Comes with original box.

Monday, 24 February 2014

Matt Smith’s costume tests

Some photos have been doing the rounds on the net, and I’ve avoided reprinting them here, but the latest was posted by Karen Gillian herself, so I’m kinda thinking they aren’t being seen as too confidential.

Most of the photos relate to a costume test day held to finalise Matt Smith’s costume as the Eleventh Doctor.

The first shot shows Matt wearing a cream coloured long coat.

From what I understand this is a costume Ray Holman was developing for the Eleventh Doctor to wear. For whatever reason it was shelved.

Ray can be seen in the mirror taking the photo.
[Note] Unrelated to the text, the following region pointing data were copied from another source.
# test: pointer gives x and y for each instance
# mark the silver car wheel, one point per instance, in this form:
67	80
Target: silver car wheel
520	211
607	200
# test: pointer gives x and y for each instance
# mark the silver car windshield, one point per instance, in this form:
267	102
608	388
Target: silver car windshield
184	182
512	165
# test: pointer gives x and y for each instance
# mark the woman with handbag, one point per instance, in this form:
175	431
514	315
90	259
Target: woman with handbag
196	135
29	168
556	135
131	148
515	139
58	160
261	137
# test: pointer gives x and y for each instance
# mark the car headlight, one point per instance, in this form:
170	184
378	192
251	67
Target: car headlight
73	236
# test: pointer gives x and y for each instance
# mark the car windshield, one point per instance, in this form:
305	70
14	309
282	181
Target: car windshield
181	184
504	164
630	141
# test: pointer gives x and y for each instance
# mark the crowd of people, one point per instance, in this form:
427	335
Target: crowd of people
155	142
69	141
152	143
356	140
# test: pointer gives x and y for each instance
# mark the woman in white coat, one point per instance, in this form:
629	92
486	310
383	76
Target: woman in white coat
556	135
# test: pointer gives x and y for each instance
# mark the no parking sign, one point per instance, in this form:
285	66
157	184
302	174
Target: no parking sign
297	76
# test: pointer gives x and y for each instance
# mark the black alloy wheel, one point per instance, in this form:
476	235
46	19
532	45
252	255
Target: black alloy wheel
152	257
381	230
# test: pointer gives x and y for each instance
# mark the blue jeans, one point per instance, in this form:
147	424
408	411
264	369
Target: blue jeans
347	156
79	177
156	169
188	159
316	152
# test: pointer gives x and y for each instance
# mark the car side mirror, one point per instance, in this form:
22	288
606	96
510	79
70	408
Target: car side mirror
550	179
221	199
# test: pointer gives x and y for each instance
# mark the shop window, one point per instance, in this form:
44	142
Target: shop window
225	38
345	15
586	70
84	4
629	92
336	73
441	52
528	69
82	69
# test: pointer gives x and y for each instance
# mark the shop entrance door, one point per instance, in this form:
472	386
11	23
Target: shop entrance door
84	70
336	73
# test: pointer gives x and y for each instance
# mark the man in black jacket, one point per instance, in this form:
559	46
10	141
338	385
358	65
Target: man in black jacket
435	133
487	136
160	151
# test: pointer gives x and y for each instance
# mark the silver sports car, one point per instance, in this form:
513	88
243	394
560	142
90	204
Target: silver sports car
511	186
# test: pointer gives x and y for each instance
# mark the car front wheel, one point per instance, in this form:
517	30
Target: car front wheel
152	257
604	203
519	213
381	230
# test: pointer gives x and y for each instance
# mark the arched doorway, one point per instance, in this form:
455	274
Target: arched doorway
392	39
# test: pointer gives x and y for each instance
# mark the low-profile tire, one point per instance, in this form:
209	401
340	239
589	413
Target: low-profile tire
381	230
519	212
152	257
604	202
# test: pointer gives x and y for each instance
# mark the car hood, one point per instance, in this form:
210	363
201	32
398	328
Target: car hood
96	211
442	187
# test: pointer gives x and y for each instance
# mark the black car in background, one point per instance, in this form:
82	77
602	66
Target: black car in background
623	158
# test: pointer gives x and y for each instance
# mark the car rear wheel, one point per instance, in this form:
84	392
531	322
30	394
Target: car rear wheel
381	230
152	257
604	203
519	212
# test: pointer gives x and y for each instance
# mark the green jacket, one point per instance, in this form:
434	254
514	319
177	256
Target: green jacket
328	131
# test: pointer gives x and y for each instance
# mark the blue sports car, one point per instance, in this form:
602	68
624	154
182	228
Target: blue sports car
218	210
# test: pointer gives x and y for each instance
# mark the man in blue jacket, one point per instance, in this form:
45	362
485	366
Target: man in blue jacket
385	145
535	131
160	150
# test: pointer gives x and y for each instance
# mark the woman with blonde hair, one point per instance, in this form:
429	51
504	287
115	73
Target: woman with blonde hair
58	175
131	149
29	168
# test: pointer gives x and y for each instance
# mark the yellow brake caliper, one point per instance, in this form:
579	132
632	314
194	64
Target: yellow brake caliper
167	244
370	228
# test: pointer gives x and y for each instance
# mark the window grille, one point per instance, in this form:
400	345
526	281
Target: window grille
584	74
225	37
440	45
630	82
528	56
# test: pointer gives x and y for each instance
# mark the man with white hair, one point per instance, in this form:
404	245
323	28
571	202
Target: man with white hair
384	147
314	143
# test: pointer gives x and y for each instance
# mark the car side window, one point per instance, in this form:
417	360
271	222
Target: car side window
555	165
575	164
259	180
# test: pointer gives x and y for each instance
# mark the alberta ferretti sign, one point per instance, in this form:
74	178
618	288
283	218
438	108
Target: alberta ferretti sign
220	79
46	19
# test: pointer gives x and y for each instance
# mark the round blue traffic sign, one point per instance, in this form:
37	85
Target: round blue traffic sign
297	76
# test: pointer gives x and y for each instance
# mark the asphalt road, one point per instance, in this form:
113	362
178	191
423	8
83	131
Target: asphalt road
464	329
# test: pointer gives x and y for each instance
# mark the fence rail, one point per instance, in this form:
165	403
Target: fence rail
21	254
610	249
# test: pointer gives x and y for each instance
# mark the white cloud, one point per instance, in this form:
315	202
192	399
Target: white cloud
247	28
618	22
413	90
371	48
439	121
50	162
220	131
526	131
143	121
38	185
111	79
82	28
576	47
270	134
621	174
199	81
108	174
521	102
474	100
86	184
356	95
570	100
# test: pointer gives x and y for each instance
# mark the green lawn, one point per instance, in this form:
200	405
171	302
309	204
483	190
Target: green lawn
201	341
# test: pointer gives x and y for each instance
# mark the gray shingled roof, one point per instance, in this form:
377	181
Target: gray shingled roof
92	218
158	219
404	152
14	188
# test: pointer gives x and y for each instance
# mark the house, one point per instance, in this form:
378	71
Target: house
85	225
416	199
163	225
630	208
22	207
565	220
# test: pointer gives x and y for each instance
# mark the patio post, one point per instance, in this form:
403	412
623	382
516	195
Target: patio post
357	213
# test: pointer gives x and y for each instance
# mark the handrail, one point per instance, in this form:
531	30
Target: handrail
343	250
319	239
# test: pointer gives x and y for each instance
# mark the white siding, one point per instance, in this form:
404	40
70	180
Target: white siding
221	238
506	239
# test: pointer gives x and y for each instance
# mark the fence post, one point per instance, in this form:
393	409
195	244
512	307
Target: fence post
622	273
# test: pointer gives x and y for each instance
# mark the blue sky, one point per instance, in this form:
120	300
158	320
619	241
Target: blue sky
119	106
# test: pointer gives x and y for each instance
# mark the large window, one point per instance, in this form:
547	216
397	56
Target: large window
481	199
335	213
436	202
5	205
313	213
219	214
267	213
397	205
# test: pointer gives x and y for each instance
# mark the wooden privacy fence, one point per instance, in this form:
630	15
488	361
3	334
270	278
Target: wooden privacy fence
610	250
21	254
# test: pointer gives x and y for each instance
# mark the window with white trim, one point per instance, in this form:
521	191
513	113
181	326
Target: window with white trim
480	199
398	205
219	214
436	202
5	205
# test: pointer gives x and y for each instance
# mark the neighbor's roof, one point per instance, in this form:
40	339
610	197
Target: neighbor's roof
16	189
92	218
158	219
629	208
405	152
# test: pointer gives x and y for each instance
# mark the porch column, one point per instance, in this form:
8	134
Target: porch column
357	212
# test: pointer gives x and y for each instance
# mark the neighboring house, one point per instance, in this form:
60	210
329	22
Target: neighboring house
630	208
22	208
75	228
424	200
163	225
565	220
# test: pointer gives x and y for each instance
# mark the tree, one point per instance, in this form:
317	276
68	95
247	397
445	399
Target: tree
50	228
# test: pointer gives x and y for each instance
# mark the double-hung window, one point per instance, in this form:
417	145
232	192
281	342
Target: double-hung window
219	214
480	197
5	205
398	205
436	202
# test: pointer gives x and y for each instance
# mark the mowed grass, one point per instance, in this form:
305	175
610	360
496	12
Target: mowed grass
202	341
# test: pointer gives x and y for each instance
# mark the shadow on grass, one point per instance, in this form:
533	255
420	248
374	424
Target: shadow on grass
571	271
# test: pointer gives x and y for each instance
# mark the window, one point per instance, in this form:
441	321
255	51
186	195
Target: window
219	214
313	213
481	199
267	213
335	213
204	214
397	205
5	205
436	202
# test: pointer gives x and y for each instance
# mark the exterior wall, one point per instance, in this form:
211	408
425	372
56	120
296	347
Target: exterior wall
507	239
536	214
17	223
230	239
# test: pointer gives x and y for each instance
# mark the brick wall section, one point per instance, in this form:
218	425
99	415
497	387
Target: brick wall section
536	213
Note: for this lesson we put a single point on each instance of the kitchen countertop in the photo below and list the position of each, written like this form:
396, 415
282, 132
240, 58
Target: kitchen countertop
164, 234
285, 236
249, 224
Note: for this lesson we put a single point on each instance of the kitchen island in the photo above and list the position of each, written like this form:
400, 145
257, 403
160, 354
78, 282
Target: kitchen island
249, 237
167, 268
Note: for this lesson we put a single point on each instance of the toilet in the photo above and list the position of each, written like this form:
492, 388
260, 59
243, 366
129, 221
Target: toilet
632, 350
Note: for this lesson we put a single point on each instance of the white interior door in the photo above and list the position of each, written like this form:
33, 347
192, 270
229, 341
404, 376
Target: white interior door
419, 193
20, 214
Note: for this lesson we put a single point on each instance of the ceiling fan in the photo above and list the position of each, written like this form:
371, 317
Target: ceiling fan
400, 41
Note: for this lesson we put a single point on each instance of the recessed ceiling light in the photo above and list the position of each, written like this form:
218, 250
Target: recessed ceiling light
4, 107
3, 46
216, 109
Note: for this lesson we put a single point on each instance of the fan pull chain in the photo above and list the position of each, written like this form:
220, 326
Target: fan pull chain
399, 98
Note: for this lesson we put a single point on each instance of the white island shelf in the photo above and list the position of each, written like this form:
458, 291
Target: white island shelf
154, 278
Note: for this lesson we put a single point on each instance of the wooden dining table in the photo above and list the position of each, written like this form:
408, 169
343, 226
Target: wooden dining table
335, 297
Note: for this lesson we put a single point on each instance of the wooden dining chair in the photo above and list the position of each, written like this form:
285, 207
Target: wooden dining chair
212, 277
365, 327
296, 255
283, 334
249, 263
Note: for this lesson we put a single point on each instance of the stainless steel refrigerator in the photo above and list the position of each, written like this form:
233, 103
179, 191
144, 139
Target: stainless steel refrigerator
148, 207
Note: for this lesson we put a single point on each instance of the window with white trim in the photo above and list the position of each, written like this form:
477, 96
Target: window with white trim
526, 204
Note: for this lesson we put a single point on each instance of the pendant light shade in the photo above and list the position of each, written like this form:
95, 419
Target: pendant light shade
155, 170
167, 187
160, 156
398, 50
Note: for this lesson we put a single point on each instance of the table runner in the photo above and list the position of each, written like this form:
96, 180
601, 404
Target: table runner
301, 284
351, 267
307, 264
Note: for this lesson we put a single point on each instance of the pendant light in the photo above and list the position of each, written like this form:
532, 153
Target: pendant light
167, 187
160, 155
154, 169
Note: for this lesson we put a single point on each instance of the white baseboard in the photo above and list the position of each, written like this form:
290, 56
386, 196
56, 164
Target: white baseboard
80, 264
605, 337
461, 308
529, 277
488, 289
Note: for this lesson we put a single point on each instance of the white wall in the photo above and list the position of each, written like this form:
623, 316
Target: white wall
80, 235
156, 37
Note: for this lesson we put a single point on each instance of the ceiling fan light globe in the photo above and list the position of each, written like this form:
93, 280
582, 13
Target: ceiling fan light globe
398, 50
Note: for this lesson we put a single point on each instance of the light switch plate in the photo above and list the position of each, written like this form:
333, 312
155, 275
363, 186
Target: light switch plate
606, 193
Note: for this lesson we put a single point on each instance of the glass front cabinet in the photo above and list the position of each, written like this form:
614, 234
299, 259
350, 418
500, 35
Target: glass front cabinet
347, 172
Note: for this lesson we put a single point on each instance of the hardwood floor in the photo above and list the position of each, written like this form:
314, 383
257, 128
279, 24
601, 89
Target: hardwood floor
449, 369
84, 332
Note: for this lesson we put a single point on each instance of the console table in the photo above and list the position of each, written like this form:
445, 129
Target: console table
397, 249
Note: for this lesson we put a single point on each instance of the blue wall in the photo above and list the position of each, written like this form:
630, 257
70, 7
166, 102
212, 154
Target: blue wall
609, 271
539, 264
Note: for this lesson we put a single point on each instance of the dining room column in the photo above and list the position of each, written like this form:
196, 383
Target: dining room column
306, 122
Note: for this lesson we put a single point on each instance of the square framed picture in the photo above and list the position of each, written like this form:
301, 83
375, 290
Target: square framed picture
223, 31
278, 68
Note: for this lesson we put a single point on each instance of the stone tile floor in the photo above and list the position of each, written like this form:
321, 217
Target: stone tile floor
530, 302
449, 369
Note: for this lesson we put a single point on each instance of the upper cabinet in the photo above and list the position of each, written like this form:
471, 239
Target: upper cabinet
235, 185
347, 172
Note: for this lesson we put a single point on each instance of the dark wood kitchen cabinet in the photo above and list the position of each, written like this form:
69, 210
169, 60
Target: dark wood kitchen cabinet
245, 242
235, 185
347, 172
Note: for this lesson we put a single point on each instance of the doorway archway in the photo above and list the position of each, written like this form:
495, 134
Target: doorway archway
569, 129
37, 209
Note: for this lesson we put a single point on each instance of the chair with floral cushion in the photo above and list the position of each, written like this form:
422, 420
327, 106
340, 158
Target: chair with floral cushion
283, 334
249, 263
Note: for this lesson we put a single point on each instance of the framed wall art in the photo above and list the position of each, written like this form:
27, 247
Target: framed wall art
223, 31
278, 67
Next Matt is seen in a short sleeved white t-shirt, under a black high-cut waistcoat, worn with black jeans and a leather belt.

It’s hard to tell, but Matt may or may not be the All Saints boots which were his specific choice.

Next Matt adds a simple three-quarter length black coat.

Matt then changes outfit, adding a large dark grey coat, with a grey tie and shirt and the black waistcoat.

It’s amusing to remember that costume designer Ray Holman also choose the Belstaff coat for Sherlock, and this look isn’t so far removed from that.

The next look is all a bit piratey, with a red and white striped t-shirt under another waistcoat.

This waistcoat doesn’t have the extended points at the bottom.

The jacket over the top has brass military style buttons.

Matt looks less impressed with combining the striped t-shirt with an overcoat.
Next Matt changes the the striped t-shirt for a checked shirt.

The discarded t-shirt can be seen hanging on the rail behind him.

The jacket and waistcoat look to be the same - don’t be distracted by the very different lighting between this and the previous shot.

Matt then switches the brass-buttoned jacket for a leather one.


Finally Matt tries on a Paul Smith shirt, with braces and a bow tie -
The Doctor is in the building!


The last photo, which Karen Gillian posted on Twitter, is the very first time Matt and Karen were taken together in full and final costume.

Matt’s jacket is the Harris Tweed seen in Time Of Angels and if you look closely he is wearing a blue bow tie with the burgundy shirt (as above), a colour combination never seen in series five.